Thursday, May 2, 2019

protesting in the cold

People have been incredibly kind. The notes on FB and the emails keep coming, including from students I've not heard from in many years, who met Wayson in my class or know what he meant to me. Nick Rice sent a letter, and this morning, Margot, a dear friend from the Y, dropped a card through my front door. Blogger friend Theresa Kishkan sent this beautiful thought: You will miss him and no doubt the grief is raw and painful right now. Any person who has become an intimate friend and who is interwoven in the daily fabric of our lives never leaves us, though. We learn to know them differently. It's a bit lonely, not having the physical person there to laugh with and talk to and share writing with, but everything he has meant to you will continue. And you will know him differently as you adjust to both his physical absence and his deep presence. I have a few dear souls who remain with me years after their physical deaths and learning to know them in a new way has been both sad and also kind of exhilarating.

I love the idea of our dead with us, us 'knowing them differently'.

The thoughtfulness of these friends gives me the feeling of a pair of arms holding me tight, at a time of grief. Wayson was one of the only people who telephoned me on my landline, so every time the phone rings, I think it's him. He'd call almost every day to check in, to ask if I needed to use his car for something; I almost never did but he called anyway, to make sure I knew he was thinking of me. I miss that.

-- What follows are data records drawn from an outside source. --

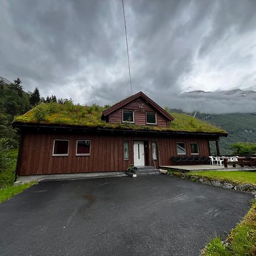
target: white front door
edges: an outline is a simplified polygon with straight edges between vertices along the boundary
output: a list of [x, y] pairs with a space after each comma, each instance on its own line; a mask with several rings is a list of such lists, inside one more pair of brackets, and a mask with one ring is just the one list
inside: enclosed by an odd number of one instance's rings
[[133, 143], [133, 156], [135, 166], [144, 166], [144, 142], [143, 141], [135, 141]]

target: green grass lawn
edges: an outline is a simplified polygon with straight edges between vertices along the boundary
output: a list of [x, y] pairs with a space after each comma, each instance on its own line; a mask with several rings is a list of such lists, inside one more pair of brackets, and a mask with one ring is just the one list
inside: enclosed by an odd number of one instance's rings
[[9, 161], [6, 169], [0, 172], [0, 189], [13, 185], [18, 157], [18, 148], [8, 152]]
[[[169, 171], [170, 172], [173, 172]], [[181, 173], [174, 174], [180, 176]], [[237, 184], [250, 183], [256, 185], [256, 172], [204, 171], [186, 174], [209, 179], [230, 181]], [[235, 195], [234, 195], [236, 196]], [[253, 203], [254, 201], [252, 201]], [[256, 255], [256, 203], [254, 203], [243, 220], [231, 230], [226, 245], [220, 237], [213, 238], [204, 250], [205, 256]]]
[[31, 182], [16, 187], [14, 186], [17, 157], [18, 149], [10, 150], [8, 152], [7, 167], [0, 172], [0, 203], [36, 183]]
[[227, 238], [228, 246], [221, 243], [219, 237], [212, 240], [206, 247], [205, 256], [256, 255], [256, 204], [243, 221], [231, 230]]
[[250, 183], [256, 185], [256, 172], [205, 171], [189, 172], [187, 175], [204, 176], [210, 179], [231, 181], [238, 184]]

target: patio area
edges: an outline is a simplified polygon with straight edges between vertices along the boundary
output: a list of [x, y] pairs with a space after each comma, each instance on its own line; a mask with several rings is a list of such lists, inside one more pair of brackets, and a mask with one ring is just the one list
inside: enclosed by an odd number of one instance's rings
[[181, 172], [193, 172], [200, 171], [256, 171], [256, 167], [232, 167], [232, 166], [225, 168], [224, 166], [217, 166], [216, 164], [195, 164], [195, 165], [182, 165], [182, 166], [161, 166], [159, 168], [162, 169], [168, 169], [172, 171], [177, 171]]

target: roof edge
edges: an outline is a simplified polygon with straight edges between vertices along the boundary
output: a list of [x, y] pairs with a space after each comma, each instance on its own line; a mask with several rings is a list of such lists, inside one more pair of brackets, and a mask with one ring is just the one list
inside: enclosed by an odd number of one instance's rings
[[109, 131], [111, 133], [137, 133], [139, 134], [160, 134], [167, 135], [204, 135], [204, 136], [214, 136], [214, 137], [226, 137], [228, 135], [228, 133], [207, 133], [203, 131], [149, 131], [146, 130], [126, 130], [126, 129], [108, 129], [108, 128], [100, 128], [100, 127], [89, 127], [88, 126], [62, 126], [56, 125], [40, 125], [38, 123], [35, 124], [27, 124], [21, 123], [18, 122], [13, 122], [11, 125], [14, 128], [46, 128], [46, 129], [72, 129], [72, 130], [84, 130], [88, 131]]

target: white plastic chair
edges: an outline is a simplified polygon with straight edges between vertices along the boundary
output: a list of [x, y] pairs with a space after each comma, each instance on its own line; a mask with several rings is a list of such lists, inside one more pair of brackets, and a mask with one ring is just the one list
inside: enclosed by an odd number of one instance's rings
[[215, 156], [209, 156], [209, 158], [210, 159], [210, 164], [213, 165], [214, 164], [214, 162], [216, 162], [216, 164], [218, 164], [218, 161]]
[[238, 159], [237, 158], [238, 156], [233, 156], [231, 158], [231, 161], [232, 162], [236, 162], [238, 160]]
[[217, 160], [217, 164], [218, 163], [220, 164], [220, 166], [222, 166], [222, 162], [224, 160], [224, 159], [221, 159], [220, 156], [216, 156], [216, 160]]

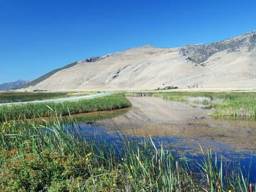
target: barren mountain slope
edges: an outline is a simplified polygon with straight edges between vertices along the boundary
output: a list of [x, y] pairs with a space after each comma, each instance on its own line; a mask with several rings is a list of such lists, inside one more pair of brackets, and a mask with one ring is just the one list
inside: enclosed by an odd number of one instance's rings
[[209, 44], [151, 46], [79, 61], [26, 90], [256, 87], [256, 31]]

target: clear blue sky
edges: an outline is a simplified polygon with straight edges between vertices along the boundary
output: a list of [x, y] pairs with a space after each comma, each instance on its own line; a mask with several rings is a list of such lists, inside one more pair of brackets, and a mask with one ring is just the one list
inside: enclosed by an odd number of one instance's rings
[[208, 43], [256, 29], [256, 1], [0, 0], [0, 83], [153, 45]]

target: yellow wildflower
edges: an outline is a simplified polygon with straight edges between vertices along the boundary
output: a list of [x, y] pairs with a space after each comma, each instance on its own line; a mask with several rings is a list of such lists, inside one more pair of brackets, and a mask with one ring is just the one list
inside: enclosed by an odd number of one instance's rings
[[90, 152], [90, 153], [87, 153], [87, 156], [90, 156], [91, 155], [93, 154], [93, 153], [92, 152]]

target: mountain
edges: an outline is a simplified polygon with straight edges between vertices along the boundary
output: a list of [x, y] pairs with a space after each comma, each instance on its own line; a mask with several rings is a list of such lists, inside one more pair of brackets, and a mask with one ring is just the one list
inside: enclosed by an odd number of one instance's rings
[[29, 83], [31, 80], [20, 79], [14, 82], [5, 83], [0, 84], [0, 90], [8, 90], [11, 89], [17, 89], [23, 87], [24, 85]]
[[138, 90], [256, 87], [256, 30], [208, 44], [150, 45], [80, 60], [32, 81], [26, 90]]

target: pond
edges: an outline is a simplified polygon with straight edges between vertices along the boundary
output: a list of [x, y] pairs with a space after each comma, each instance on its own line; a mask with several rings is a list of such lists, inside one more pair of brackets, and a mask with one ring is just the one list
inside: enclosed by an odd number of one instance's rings
[[207, 115], [212, 109], [158, 97], [127, 98], [132, 105], [129, 109], [75, 117], [83, 131], [100, 134], [111, 140], [118, 139], [118, 133], [139, 140], [150, 135], [168, 143], [179, 155], [199, 154], [200, 145], [224, 159], [239, 162], [245, 170], [252, 162], [251, 181], [255, 182], [256, 121], [211, 119]]

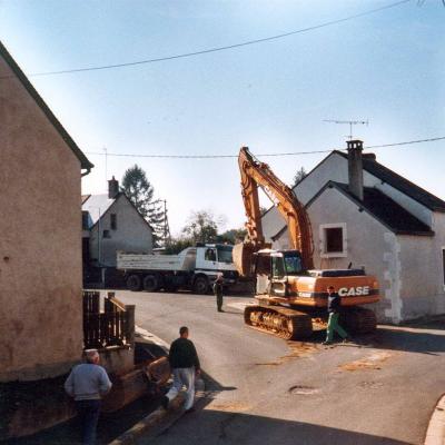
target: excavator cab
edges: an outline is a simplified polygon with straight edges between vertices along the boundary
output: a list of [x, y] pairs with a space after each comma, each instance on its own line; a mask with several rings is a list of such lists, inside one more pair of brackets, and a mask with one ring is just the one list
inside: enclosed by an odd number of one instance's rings
[[251, 275], [256, 277], [256, 294], [286, 297], [288, 276], [306, 275], [298, 250], [263, 249], [254, 254]]

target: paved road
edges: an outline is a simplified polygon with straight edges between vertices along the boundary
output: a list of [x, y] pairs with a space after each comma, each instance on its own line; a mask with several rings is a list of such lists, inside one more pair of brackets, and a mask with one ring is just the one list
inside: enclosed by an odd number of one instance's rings
[[379, 327], [360, 345], [286, 343], [244, 326], [249, 298], [118, 294], [138, 325], [167, 342], [190, 328], [210, 377], [204, 409], [184, 416], [157, 445], [421, 444], [445, 392], [445, 323]]

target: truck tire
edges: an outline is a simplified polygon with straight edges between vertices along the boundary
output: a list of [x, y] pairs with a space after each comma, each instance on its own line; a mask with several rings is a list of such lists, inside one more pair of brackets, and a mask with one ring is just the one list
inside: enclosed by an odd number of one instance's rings
[[132, 274], [127, 278], [127, 289], [131, 291], [140, 290], [141, 279], [139, 275]]
[[199, 276], [195, 279], [194, 291], [195, 294], [207, 294], [209, 289], [208, 278], [205, 276]]
[[158, 289], [159, 283], [156, 275], [146, 275], [144, 278], [144, 290], [155, 291]]

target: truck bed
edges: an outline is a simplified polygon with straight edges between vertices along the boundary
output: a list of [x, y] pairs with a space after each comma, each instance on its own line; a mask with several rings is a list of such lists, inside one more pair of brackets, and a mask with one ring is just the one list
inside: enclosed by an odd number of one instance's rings
[[118, 253], [117, 268], [121, 270], [191, 270], [184, 255], [148, 255]]

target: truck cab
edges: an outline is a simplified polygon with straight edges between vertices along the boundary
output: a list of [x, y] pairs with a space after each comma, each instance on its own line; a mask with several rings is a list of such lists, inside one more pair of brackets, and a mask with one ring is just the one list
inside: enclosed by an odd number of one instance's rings
[[[238, 273], [233, 263], [234, 246], [225, 244], [206, 244], [196, 247], [195, 290], [205, 293], [215, 281], [218, 274], [222, 274], [224, 284], [229, 286], [237, 281]], [[200, 284], [197, 286], [197, 281]]]

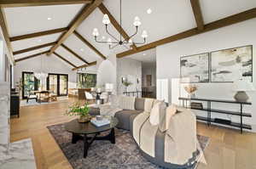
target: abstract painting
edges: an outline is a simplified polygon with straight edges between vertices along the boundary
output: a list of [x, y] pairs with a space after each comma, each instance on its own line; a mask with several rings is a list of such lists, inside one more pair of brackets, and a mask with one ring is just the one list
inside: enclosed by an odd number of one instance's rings
[[253, 46], [211, 53], [211, 82], [253, 81]]
[[181, 82], [209, 82], [209, 54], [180, 59]]

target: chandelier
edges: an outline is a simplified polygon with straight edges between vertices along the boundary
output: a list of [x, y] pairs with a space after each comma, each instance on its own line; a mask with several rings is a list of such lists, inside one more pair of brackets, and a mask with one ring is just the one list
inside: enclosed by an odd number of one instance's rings
[[[120, 0], [119, 11], [120, 11], [119, 24], [120, 24], [120, 27], [122, 28], [122, 0]], [[99, 33], [97, 28], [93, 29], [92, 35], [94, 36], [95, 41], [96, 42], [108, 44], [108, 47], [109, 47], [110, 49], [114, 48], [117, 46], [124, 46], [127, 49], [130, 49], [128, 47], [126, 47], [126, 44], [131, 46], [132, 44], [144, 44], [146, 42], [146, 38], [148, 37], [148, 33], [147, 33], [146, 31], [143, 31], [143, 34], [142, 34], [142, 37], [143, 38], [143, 42], [133, 42], [132, 41], [132, 37], [134, 37], [137, 34], [138, 27], [142, 25], [142, 22], [140, 21], [140, 19], [137, 16], [135, 17], [134, 22], [133, 22], [133, 25], [136, 28], [135, 33], [132, 34], [131, 36], [130, 36], [128, 38], [124, 38], [124, 39], [122, 39], [121, 33], [119, 33], [119, 37], [116, 37], [113, 35], [112, 35], [111, 33], [109, 33], [108, 29], [108, 25], [110, 24], [110, 20], [109, 20], [109, 17], [108, 17], [108, 14], [104, 14], [102, 23], [105, 25], [105, 29], [106, 29], [107, 34], [109, 35], [113, 39], [113, 41], [110, 37], [107, 41], [99, 41], [99, 40], [97, 40], [97, 37], [100, 36], [100, 33]], [[104, 40], [104, 39], [105, 39], [105, 37], [102, 37], [102, 40]]]

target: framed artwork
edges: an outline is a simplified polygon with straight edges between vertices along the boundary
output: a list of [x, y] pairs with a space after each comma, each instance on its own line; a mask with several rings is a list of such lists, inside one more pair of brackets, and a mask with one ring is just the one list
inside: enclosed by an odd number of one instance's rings
[[209, 74], [208, 53], [181, 57], [181, 82], [209, 82]]
[[211, 82], [253, 82], [253, 46], [239, 47], [211, 53]]

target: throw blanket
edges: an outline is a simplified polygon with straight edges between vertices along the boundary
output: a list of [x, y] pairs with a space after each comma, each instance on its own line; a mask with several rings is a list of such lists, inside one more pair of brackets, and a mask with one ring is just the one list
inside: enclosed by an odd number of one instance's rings
[[111, 115], [111, 116], [114, 116], [114, 115], [119, 112], [123, 110], [120, 108], [113, 108], [111, 105], [109, 104], [103, 104], [103, 105], [100, 105], [100, 114], [102, 115]]

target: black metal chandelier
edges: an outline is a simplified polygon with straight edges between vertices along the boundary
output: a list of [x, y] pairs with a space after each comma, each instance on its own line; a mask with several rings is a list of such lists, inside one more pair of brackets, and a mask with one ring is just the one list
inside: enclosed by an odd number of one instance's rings
[[[120, 23], [119, 24], [122, 28], [122, 0], [120, 0], [120, 8], [119, 9], [120, 9], [120, 21], [119, 21]], [[130, 36], [128, 38], [122, 38], [121, 33], [119, 33], [119, 37], [116, 37], [113, 35], [112, 35], [111, 33], [109, 33], [109, 31], [108, 30], [108, 25], [110, 24], [110, 20], [109, 20], [109, 17], [108, 14], [104, 14], [103, 19], [102, 19], [102, 23], [105, 25], [105, 29], [106, 29], [107, 34], [109, 35], [113, 39], [113, 41], [110, 37], [107, 41], [97, 40], [97, 37], [100, 36], [100, 33], [99, 33], [97, 28], [94, 28], [92, 35], [94, 36], [95, 41], [96, 42], [107, 43], [107, 44], [108, 44], [108, 47], [110, 49], [114, 48], [117, 46], [124, 46], [127, 49], [130, 49], [130, 48], [128, 48], [126, 46], [126, 44], [131, 46], [132, 44], [144, 44], [146, 42], [146, 38], [148, 37], [148, 33], [146, 31], [143, 31], [143, 34], [142, 34], [142, 37], [143, 38], [143, 42], [137, 42], [132, 41], [132, 37], [134, 37], [138, 32], [139, 25], [142, 25], [140, 19], [137, 16], [135, 17], [134, 22], [133, 22], [133, 25], [135, 25], [135, 28], [136, 28], [136, 31], [134, 34]], [[102, 38], [102, 40], [104, 40], [104, 38]]]

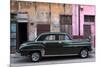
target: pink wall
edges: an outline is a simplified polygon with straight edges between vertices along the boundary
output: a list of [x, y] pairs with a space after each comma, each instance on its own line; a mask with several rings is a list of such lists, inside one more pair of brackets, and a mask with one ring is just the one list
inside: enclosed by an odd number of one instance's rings
[[[73, 35], [78, 35], [79, 32], [79, 13], [78, 13], [78, 6], [79, 5], [73, 5], [73, 19], [72, 19], [72, 26], [73, 26]], [[84, 24], [84, 15], [95, 15], [96, 11], [96, 7], [94, 5], [80, 5], [80, 8], [83, 8], [82, 10], [80, 10], [80, 35], [84, 35], [84, 28], [83, 28], [83, 24]], [[95, 24], [94, 24], [95, 25]], [[92, 27], [93, 26], [92, 24]], [[95, 29], [91, 27], [91, 32], [93, 34], [95, 34]]]

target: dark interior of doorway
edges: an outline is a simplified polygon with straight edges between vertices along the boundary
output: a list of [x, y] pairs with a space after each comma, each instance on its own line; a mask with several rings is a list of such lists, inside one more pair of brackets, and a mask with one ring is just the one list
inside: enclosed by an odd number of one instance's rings
[[18, 41], [19, 44], [27, 41], [27, 23], [18, 23]]

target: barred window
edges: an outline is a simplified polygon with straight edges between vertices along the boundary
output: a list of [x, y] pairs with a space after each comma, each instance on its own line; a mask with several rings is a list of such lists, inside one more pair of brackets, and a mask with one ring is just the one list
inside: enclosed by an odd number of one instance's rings
[[95, 16], [94, 15], [84, 15], [84, 21], [85, 22], [95, 22]]

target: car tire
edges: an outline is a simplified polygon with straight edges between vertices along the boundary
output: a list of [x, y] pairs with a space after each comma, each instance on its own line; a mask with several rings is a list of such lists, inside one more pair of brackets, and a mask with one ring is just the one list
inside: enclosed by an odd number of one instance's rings
[[31, 55], [31, 60], [33, 62], [38, 62], [41, 59], [41, 54], [39, 52], [33, 52]]
[[80, 57], [81, 57], [81, 58], [87, 58], [88, 55], [89, 55], [89, 52], [88, 52], [87, 49], [82, 49], [82, 50], [80, 51]]

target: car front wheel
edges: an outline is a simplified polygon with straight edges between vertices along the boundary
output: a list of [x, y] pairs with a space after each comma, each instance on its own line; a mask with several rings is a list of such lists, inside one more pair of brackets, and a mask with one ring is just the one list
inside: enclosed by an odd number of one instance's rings
[[88, 50], [87, 49], [82, 49], [80, 51], [80, 57], [81, 58], [87, 58], [88, 57]]
[[40, 60], [40, 58], [41, 58], [41, 55], [39, 52], [34, 52], [31, 55], [31, 59], [33, 62], [38, 62]]

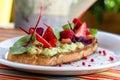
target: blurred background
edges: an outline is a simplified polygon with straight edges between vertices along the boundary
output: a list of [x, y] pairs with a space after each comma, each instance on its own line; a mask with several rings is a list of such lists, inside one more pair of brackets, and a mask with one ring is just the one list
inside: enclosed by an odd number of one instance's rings
[[120, 34], [120, 0], [0, 0], [0, 29], [34, 27], [41, 5], [42, 22], [51, 26], [78, 17], [88, 27]]

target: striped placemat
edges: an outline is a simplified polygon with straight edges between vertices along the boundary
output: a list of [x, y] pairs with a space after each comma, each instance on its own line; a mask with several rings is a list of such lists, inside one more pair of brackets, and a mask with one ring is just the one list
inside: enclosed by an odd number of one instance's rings
[[[0, 41], [21, 35], [25, 33], [18, 29], [0, 29]], [[0, 80], [120, 80], [120, 69], [83, 76], [50, 76], [17, 71], [0, 64]]]
[[109, 69], [104, 72], [82, 76], [49, 76], [17, 71], [0, 64], [0, 80], [120, 80], [120, 70]]

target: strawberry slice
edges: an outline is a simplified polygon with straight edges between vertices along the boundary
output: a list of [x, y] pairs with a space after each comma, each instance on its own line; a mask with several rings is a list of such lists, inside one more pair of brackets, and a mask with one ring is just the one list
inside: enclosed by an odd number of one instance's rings
[[[30, 34], [33, 34], [34, 33], [34, 29], [30, 29], [29, 30], [29, 33]], [[51, 47], [51, 44], [49, 44], [42, 36], [40, 36], [38, 33], [36, 33], [36, 39], [41, 42], [45, 48], [50, 48]]]
[[54, 38], [54, 39], [52, 39], [52, 40], [49, 41], [49, 43], [51, 44], [52, 47], [56, 46], [56, 42], [57, 42], [56, 38]]
[[45, 40], [47, 40], [48, 42], [51, 41], [52, 39], [56, 39], [55, 35], [54, 35], [54, 32], [52, 30], [52, 28], [49, 26], [47, 27], [45, 33], [43, 34], [43, 38]]
[[75, 25], [74, 30], [77, 30], [82, 25], [82, 22], [78, 18], [74, 18], [73, 23]]
[[86, 37], [86, 22], [83, 22], [83, 24], [76, 30], [75, 32], [75, 36], [76, 37], [80, 37], [80, 36], [83, 36], [83, 37]]
[[71, 29], [63, 30], [60, 32], [61, 38], [70, 38], [72, 39], [74, 36], [74, 32]]
[[45, 26], [47, 26], [47, 29], [45, 31], [45, 33], [43, 34], [43, 38], [48, 41], [52, 47], [56, 46], [56, 42], [57, 42], [57, 38], [53, 32], [53, 29], [48, 26], [47, 24], [45, 24]]

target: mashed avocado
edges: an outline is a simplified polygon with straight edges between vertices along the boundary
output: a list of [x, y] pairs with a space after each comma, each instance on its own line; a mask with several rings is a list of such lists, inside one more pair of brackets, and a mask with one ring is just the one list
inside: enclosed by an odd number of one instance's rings
[[46, 56], [54, 56], [56, 54], [71, 52], [77, 49], [84, 48], [84, 45], [81, 42], [71, 43], [71, 44], [61, 44], [59, 47], [53, 48], [45, 48], [43, 50], [37, 49], [37, 47], [33, 46], [28, 49], [29, 54], [43, 54]]

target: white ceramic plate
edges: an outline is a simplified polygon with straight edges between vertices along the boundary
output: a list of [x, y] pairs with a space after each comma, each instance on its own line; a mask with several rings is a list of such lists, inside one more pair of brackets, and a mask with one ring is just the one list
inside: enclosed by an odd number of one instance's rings
[[[0, 43], [0, 63], [9, 67], [13, 67], [18, 70], [51, 74], [51, 75], [83, 75], [104, 71], [111, 67], [120, 65], [120, 36], [106, 32], [98, 32], [97, 39], [99, 41], [99, 49], [95, 54], [88, 57], [87, 60], [80, 60], [73, 62], [72, 64], [64, 64], [62, 67], [59, 66], [36, 66], [11, 62], [6, 60], [7, 52], [10, 46], [18, 40], [20, 37], [9, 39]], [[107, 55], [99, 54], [99, 50], [106, 50]], [[112, 56], [113, 61], [109, 59]], [[91, 59], [94, 62], [91, 62]], [[82, 62], [86, 65], [83, 66]]]

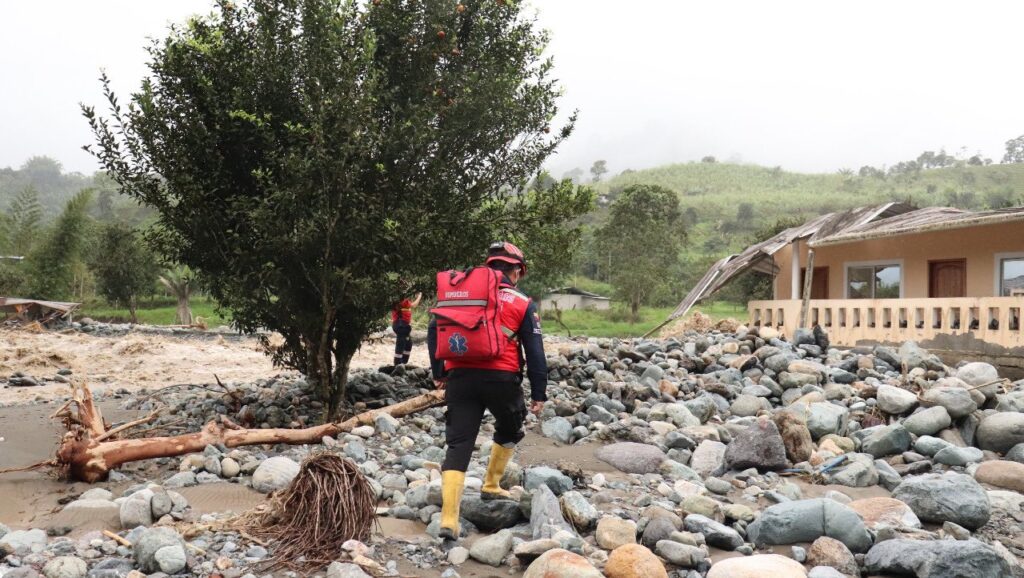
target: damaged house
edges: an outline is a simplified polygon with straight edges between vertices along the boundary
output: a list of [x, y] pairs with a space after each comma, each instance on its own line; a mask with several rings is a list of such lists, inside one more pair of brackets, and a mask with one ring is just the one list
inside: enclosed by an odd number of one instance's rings
[[772, 300], [748, 304], [754, 326], [820, 325], [837, 345], [915, 340], [1024, 367], [1024, 207], [821, 215], [715, 263], [670, 319], [751, 272], [774, 280]]

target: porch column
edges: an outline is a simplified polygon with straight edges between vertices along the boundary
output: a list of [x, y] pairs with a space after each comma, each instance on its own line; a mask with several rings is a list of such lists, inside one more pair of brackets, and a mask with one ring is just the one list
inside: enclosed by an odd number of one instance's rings
[[800, 239], [793, 241], [792, 279], [790, 280], [790, 298], [800, 298]]

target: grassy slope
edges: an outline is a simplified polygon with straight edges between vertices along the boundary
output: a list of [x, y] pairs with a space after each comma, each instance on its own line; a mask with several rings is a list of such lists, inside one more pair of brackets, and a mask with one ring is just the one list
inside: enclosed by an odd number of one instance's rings
[[[197, 298], [191, 301], [193, 317], [202, 317], [210, 327], [227, 325], [227, 320], [214, 312], [215, 305], [208, 298]], [[147, 325], [173, 325], [176, 307], [163, 302], [143, 302], [138, 309], [138, 322]], [[89, 317], [96, 321], [127, 323], [128, 309], [115, 307], [103, 302], [86, 303], [76, 316], [78, 319]]]
[[[918, 174], [876, 177], [802, 174], [754, 165], [687, 163], [631, 171], [599, 184], [609, 193], [630, 184], [659, 184], [679, 193], [683, 210], [696, 211], [689, 228], [689, 255], [717, 257], [742, 249], [753, 231], [782, 216], [810, 217], [839, 209], [910, 202], [950, 205], [973, 194], [964, 208], [982, 209], [996, 196], [1024, 202], [1024, 164], [930, 169]], [[753, 206], [753, 221], [737, 221], [741, 203]]]

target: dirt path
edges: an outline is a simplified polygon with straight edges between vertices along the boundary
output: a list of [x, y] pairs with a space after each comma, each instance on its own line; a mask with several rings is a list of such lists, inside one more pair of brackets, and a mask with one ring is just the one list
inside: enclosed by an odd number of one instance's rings
[[[389, 365], [391, 341], [367, 343], [352, 360], [352, 368]], [[413, 350], [413, 363], [427, 365], [423, 344]], [[256, 339], [222, 336], [165, 336], [130, 333], [96, 336], [78, 332], [32, 333], [0, 330], [0, 375], [15, 371], [42, 378], [71, 369], [86, 379], [93, 391], [159, 388], [176, 383], [251, 381], [272, 377], [275, 368]], [[48, 381], [40, 386], [0, 387], [0, 405], [52, 400], [68, 395], [66, 385]]]

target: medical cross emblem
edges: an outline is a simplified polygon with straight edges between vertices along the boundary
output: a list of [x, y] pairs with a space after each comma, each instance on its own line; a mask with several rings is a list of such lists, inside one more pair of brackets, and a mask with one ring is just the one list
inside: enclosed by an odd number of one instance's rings
[[459, 356], [465, 355], [469, 350], [466, 346], [466, 337], [462, 333], [449, 337], [449, 350]]

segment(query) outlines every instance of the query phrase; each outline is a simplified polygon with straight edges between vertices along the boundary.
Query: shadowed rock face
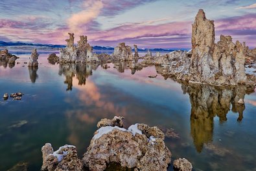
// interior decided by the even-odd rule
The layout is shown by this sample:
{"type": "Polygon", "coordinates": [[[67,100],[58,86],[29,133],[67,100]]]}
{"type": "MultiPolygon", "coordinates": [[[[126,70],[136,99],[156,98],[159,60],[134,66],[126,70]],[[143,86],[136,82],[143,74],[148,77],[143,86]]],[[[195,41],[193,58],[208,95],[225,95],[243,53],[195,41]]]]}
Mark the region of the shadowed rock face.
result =
{"type": "Polygon", "coordinates": [[[239,113],[237,121],[242,121],[244,104],[239,99],[244,99],[246,94],[254,92],[244,86],[223,88],[208,85],[182,85],[184,92],[189,94],[191,104],[191,130],[194,144],[201,152],[204,145],[213,141],[215,117],[220,123],[227,121],[227,114],[231,110],[239,113]]]}
{"type": "Polygon", "coordinates": [[[125,43],[120,43],[115,48],[112,56],[115,60],[121,61],[132,61],[134,57],[132,54],[132,48],[129,46],[126,46],[125,43]]]}
{"type": "Polygon", "coordinates": [[[38,67],[38,56],[39,54],[38,54],[38,52],[36,52],[36,48],[33,49],[29,62],[29,67],[38,67]]]}

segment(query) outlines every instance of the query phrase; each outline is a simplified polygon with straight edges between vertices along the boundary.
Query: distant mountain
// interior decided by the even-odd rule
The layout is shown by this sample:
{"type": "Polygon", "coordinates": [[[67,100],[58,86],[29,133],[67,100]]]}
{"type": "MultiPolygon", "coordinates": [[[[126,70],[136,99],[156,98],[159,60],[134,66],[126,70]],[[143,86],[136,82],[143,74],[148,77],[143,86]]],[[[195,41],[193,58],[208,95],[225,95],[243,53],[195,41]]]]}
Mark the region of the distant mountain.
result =
{"type": "MultiPolygon", "coordinates": [[[[31,46],[31,47],[40,47],[41,48],[55,48],[58,49],[61,48],[65,48],[65,45],[51,45],[51,44],[40,44],[40,43],[24,43],[24,42],[5,42],[0,41],[0,46],[12,46],[12,48],[19,48],[23,46],[31,46]]],[[[93,46],[93,50],[114,50],[113,47],[110,46],[93,46]]],[[[164,48],[150,48],[149,49],[151,52],[172,52],[176,50],[176,49],[164,49],[164,48]]],[[[134,49],[132,49],[134,51],[134,49]]],[[[147,52],[147,48],[138,48],[139,52],[147,52]]]]}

I'm waiting to hear about a memorial event; apparently Denise, Wayson's agent, is organizing something but there has been no word. A number of people have written to me asking; I will post here as soon as I know.

Meanwhile, the usual. The weather has been appalling, the worst spring I can remember, protracted cold and wet, and that's after a cold, wet stay in Paris - not lucky with the weather this year. Work has not finished in the house. The other day I used the new small washing machine for the first time; disaster, during the spin cycle, it rocked so hard, it nearly spun out of control and was unbelievably noisy. I was in knots. An hour of exploration later, Kevin and Ed discovered they'd installed it with the feet needed only for transport still on, so no wonder it went off balance. One crisis averted. Matt my computer guy came to fix some bugs and upgrade me to Mohave. I got my bike fixed up for spring and some of the garden cleared and pruned. The window guys are coming, the termite guys. Today Ed is fixing the front door, which is about as old as the house - at least a hundred - and falling apart. Like me, some days.

But yesterday, I went to an anti-Doug Ford rally at Queen's Park, met friends there plus Anna and Ben. It was bitterly cold and we didn't stay long - long enough to register our disgust for this premier and his repulsive gang. It was good to be with a group of kindred spirits, fighting the good fight despite the odds. Despite the fact  that here we go again. Got to try.


 Ben with his sign, and, below, me holding Eli's.

And then Ryerson started last night - back at work, an interesting new group of student writers. Home class tonight, U of T next Tuesday. Normal life returns. Sort of.